Turkish companies’ FDI outflow exceeds $15 billion over two years: Index

Turkish companies’ FDI outflow exceeds $15 billion over two years: Index

Turkish companies’ FDI outflow exceeds $15 billion over two years: Index


Turkish companies made $5.2 billion in greenfield investments and realized $10 billion in mergers and acquisitions (M&As) in foreign countries in 2014 and 2015, totaling more than $15 billion foreign direct investments abroad, according to an index which was released on May 17.

Turkish businesses made a total of 52 greenfield investments worth $2.4 billion in 2015 and 100 such investments worth $2.8 billion in 2014, according to the first Foreign Investments of Turkey Index, which was jointly prepared by the Foreign Economic Relations Board (DEİK) and Deloitte Turkey.

Turkish companies made a total of 35 M&A transactions worth $3.5 billion in 2015 and 41 M&As worth $6.5 billion in 2014, according to the index.

In the 2014-2015 period, the merger and acquisition transactions were made mainly in manufacturing and infrastructure sectors, followed by energy, real estate, internet, mobile services and technology sectors, according to the report. In greenfield investments, the manufacturing sector and the retail sector took the lion’s share, followed by finance, logistics, home appliances, food and construction sectors.

Investments flock to high-income countries

In 2014 and 2015, Turkish companies mainly preferred to make investments in both ways mainly in high-income countries, including Germany, the United States, Russia, Britain and Spain, according to the report.

In the mentioned period, the U.S. attracted the largest amount of M&A investments with a total of 12 transactions, followed by Germany, Russia, Italy, Croatia and the Netherlands. In greenfield investments, Germany took the most with a total of 32 investments, followed by Romania, Macedonia, the U.S., Russia and Germany.

The index was prepared in a bid to measure the attractiveness and perception of foreign countries in terms of investment from the eyes of Turkish companies. In this vein, countries have been ranked according to several parameters, including their development level, market volume, workforce, logistics costs and raw material potentials as well as their economic and political ties with Turkey.

The report ranked China among the middle-lower income group of countries and the U.S. among high-income countries first for Turkish investors in terms of feasibility to make investment.

The U.S. is followed by Sweden, Finland, France, the Netherlands and Germany in the high-income group, while China is followed by Romania, Iran, Poland and Kazakhstan in the related group.

Europe took the largest amount of investments in 2015 with a total of 53 transactions worth $4.3 billion.

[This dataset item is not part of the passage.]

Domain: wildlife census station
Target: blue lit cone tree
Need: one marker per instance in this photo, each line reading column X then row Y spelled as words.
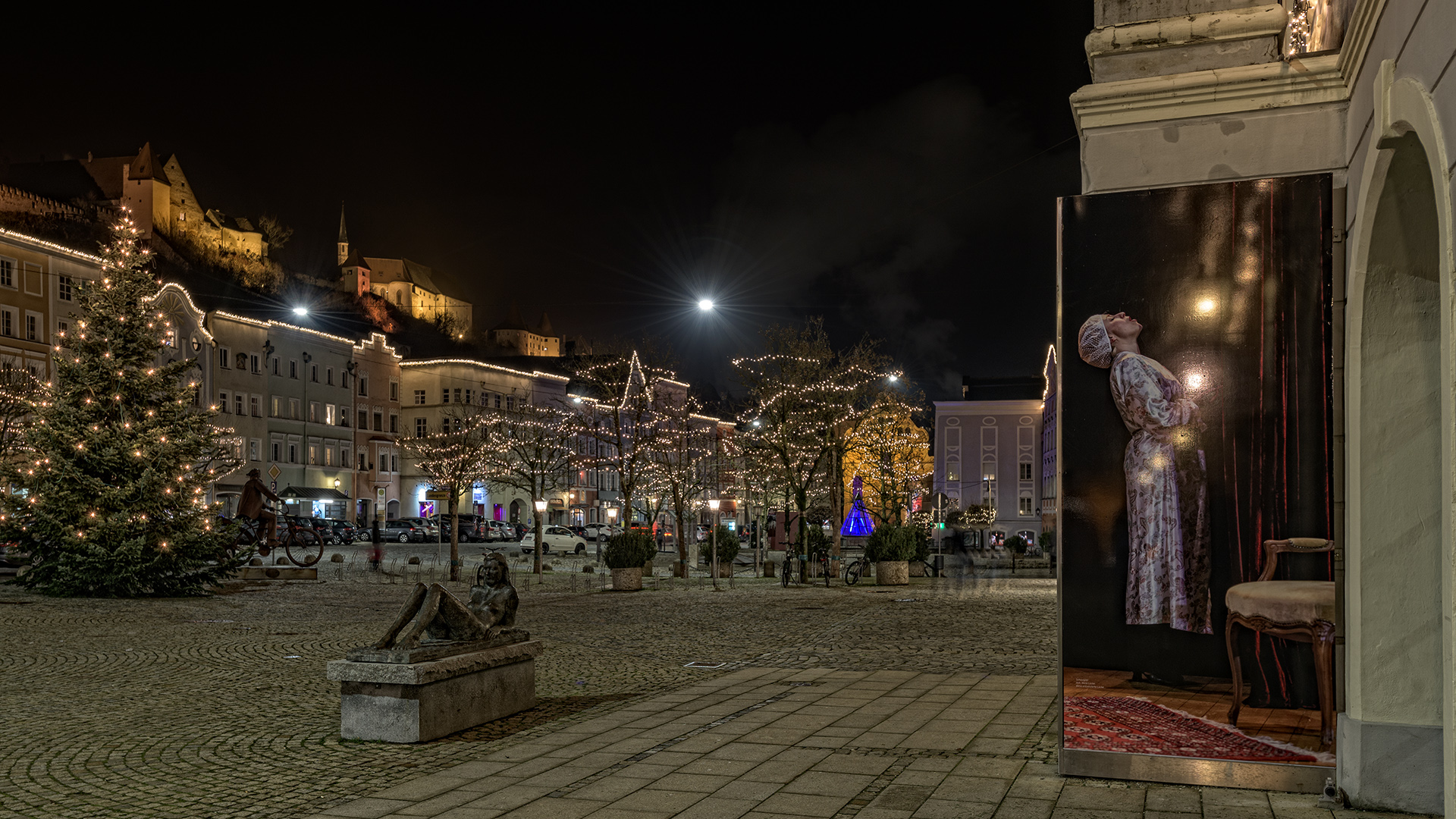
column 108, row 488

While Turkish companies realized 12 transactions worth $630 million in the Americas, they made around $170 million investments in Africa and Middle East. They clinched 11 transactions worth $640 million in Eurasia and five transactions worth $180 million in Asia Pacific in the mentioned year, according to the report.

Deloitte Turkey Partner and Financial Consultancy President Başak Vardar said Turkish companies have recently eyes on privatization tenders, brand acquisitions and several greenfield investments abroad.

“We expect this trend will be popular in the upcoming period,” Vardar noted.

Vardar noted that there was a significant rise in M&As abroad in the last four years, adding that some 200 of all 250 M&A transactions in the last decade were made in the last four years.